太陽光発電や風力発電といった変動性再エネ電源(VRE)の大量導入に伴い、十分な調整力の確保が必要とされており、VRE自体を調整力として活用することが期待されている。
また近年、太陽光発電の普及に伴うVREの出力制御が急増していることから、特に下げ方向の調整力(下げ調整力)の在り方について検討が行われている。
2024年度以降、調整力の調達は全面的に需給調整市場に移行することから、電力広域的運営推進機関の「需給調整市場検討小委員会」の第41回会合において、需給調整市場における下げ調整力の扱いについて整理が行われた。

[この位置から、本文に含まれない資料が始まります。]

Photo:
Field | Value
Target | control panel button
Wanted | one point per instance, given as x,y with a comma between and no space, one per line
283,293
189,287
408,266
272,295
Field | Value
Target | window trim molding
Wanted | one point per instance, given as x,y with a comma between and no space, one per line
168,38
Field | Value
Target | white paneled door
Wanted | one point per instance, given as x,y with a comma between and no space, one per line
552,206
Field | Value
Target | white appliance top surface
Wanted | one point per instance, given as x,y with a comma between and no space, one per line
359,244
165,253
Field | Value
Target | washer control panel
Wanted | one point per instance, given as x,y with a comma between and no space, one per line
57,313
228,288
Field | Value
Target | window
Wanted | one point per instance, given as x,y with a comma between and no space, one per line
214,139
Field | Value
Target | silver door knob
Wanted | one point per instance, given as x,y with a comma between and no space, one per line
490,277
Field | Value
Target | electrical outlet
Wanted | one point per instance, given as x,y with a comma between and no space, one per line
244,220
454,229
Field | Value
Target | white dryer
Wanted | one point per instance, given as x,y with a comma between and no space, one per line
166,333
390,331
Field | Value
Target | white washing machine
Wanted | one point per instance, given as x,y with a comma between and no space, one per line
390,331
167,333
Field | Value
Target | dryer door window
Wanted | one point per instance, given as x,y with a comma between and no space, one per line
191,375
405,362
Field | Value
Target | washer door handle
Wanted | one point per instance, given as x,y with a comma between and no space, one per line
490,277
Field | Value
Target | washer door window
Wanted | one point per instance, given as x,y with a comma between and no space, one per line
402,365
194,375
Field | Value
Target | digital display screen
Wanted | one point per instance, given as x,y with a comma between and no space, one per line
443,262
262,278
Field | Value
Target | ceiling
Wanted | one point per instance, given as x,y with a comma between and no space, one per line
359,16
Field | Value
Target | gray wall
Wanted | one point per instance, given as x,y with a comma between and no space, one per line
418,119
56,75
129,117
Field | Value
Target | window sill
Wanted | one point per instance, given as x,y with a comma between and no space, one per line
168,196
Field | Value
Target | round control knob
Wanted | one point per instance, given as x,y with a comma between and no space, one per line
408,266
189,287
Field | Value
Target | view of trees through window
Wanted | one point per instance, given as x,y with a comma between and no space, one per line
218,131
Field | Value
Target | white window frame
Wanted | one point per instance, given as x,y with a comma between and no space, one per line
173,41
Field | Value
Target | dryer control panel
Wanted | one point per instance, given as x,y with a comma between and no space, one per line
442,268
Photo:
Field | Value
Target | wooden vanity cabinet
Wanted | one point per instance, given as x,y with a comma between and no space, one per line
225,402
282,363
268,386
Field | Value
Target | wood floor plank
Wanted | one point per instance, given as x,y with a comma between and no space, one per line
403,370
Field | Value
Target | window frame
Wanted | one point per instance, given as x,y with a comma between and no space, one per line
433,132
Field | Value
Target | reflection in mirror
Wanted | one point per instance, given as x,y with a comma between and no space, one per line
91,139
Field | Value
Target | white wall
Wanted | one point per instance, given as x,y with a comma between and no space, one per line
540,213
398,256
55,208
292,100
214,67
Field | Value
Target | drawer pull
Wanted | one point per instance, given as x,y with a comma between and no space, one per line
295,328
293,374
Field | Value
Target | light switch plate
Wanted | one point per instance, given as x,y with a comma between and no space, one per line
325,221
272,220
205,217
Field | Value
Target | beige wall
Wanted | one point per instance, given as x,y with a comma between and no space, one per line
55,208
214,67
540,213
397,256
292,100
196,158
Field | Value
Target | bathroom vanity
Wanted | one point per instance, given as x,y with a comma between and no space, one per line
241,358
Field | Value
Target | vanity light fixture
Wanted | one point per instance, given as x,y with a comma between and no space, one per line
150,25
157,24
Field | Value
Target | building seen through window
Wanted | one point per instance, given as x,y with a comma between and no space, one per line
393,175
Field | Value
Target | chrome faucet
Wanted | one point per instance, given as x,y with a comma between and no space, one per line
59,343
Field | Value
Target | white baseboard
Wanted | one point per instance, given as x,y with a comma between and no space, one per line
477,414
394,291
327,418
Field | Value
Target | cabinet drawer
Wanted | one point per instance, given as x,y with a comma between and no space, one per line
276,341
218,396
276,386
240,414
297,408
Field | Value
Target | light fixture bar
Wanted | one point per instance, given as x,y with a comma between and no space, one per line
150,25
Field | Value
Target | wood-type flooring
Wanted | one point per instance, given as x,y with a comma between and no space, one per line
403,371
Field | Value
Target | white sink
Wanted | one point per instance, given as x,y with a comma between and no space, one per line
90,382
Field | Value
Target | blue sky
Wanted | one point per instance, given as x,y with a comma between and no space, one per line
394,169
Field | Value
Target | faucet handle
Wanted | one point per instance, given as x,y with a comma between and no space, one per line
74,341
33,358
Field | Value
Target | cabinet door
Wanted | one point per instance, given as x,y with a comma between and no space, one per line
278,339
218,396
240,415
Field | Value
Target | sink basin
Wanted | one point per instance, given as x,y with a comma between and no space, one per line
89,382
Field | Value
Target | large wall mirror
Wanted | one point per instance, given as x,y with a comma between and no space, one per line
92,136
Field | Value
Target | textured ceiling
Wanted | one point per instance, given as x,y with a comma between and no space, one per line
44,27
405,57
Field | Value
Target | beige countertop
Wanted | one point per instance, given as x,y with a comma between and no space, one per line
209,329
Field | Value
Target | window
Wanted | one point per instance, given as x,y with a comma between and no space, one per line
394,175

調整力は、ΔkWとkWhの2つの観点から捉えることができる。調整力により対応すべき事象には、図1のような「予測誤差」や「時間内変動」、「電源脱落」等があり、一般送配電事業者はさまざまな速度の調整力を事前に確保しておくことにより、これらの事象に対応している。
需給調整市場は、事前に調整力の調達を行う調整力ΔkW市場と、ゲートクローズ(GC)以降の実需給断面において調整力の発動を行う調整力kWh市場の二つが存在する。
発電事業者は、相対取引や卸電力取引所を通じて自社電源を最大限活用する(=最大出力で運転する)インセンティブがあるところ、「電源を予約」することにより、上げ調整力を供出できるように、あらかじめ出力を下げておくことや、必要なタイミングで供出できるように電源を起動しておく、などをΔkW市場で求めることとなる。
なお実需給断面では、予約電源だけでなく、スポット市場で約定しなかった電源IIや余力活用電源(容量市場で余力活用契約を締結した電源)の中から、kWh単価の安い順に稼働が指令される。
なお現行制度では、調整力kWh市場において上げ/下げ両方向の稼働指令・取引が行われているのに対して、ΔkWでは「上げ方向のみ」が調達されており、当面、下げ調整力(下げΔkW)については市場調達しないと整理されている。
これは、平常時には自然体で下げΔkWが確保されるほか、エリア内の供給量が需要量を上回ることが見込まれる時には「優先給電ルール」により、下げΔkWを確保することができるためである。